Dari mereka yang tidak berteman lagi di Facebook, 73 persen memiliki pandangan politik berbeda. Selain itu mereka juga memiliki ikatan pertemanan yang lemah sehingga jarang berinteraksi.
“Tindakan untuk berhenti berhubungan ini bisa dilihat sebagai tindakan untuk menciptakan lingkungan yang ‘bersih’ di mana hanya ada beberapa atau sedikit suara yang tidak ingin Anda dengar,” kata Dvir-Gvirsman.

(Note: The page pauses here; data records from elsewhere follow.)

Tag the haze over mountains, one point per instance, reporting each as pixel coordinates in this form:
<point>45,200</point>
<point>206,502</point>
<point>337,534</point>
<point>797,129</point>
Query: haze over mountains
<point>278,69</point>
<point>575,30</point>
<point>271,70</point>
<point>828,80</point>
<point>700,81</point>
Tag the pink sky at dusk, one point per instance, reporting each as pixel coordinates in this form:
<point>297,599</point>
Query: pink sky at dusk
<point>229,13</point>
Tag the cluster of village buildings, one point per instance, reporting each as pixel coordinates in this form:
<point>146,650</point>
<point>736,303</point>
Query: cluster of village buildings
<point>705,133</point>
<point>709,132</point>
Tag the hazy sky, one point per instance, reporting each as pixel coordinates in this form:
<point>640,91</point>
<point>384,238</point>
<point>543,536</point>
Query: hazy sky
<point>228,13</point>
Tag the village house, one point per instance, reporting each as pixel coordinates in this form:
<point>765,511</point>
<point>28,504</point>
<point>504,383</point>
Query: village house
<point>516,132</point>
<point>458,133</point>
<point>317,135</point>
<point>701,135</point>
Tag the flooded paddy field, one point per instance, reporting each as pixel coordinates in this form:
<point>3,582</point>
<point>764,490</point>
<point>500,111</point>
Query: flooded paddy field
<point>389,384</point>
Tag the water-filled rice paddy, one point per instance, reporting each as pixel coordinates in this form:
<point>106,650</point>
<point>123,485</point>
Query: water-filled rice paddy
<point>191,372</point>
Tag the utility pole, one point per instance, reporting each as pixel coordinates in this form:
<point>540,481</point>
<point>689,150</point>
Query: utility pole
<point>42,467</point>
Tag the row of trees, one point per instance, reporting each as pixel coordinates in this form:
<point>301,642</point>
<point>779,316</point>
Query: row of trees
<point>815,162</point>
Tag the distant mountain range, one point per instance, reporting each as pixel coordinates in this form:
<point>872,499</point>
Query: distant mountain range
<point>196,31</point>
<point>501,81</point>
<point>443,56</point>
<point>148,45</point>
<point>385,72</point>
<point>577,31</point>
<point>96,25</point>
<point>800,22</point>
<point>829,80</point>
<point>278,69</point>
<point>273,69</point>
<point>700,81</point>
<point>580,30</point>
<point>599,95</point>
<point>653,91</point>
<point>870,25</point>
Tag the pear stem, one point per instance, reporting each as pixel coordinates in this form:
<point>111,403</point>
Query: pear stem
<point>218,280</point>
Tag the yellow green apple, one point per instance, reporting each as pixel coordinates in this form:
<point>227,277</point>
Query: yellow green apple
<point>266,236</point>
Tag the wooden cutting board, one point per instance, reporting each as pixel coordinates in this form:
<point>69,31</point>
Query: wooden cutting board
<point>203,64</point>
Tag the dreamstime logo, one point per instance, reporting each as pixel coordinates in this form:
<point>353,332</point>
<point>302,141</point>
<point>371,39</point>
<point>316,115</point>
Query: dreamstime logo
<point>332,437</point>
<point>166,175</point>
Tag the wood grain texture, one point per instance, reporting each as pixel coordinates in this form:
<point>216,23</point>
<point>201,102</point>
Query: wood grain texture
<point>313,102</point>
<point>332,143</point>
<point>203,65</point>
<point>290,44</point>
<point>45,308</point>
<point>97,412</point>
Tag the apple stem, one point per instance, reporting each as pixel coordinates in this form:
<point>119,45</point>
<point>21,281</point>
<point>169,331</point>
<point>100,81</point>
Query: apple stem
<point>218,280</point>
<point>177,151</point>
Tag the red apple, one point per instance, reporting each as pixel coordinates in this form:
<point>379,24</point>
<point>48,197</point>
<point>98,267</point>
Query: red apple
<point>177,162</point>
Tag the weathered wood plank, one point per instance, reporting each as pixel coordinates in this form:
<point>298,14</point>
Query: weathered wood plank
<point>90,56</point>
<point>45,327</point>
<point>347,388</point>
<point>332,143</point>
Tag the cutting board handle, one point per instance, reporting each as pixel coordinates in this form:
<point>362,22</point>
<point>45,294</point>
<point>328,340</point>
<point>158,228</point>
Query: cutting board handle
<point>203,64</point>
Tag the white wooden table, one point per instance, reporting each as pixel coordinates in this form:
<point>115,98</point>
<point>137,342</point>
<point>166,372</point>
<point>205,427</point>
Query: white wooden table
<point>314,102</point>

Hal yang sama juga terjadi dalam pemilihan umum (Pemilu) presiden Amerika Serikat (AS) tahun ini. Facebook berkata jika ada 5,3 milyar posting, like, komentar dan share terkait Pemilu. Hampir sekitar 110 juta orang Amerika berpartisipasi dalam debat online di Facebook selama Januari hingga Oktober 2016. Topik yang paling dibicarakan di seluruh dunia di Facebook pada 2016 lewat kata dan hashtag adalah pemilu AS 2016. Perdebatan di Facebook tentang pemilu itu seringkali menyebabkan pengguna melakukan unfriend. Sayangnya juru bicara Facebook mengungkapkan mereka tidak memiliki data tentang berapa banyak yang melakukannya.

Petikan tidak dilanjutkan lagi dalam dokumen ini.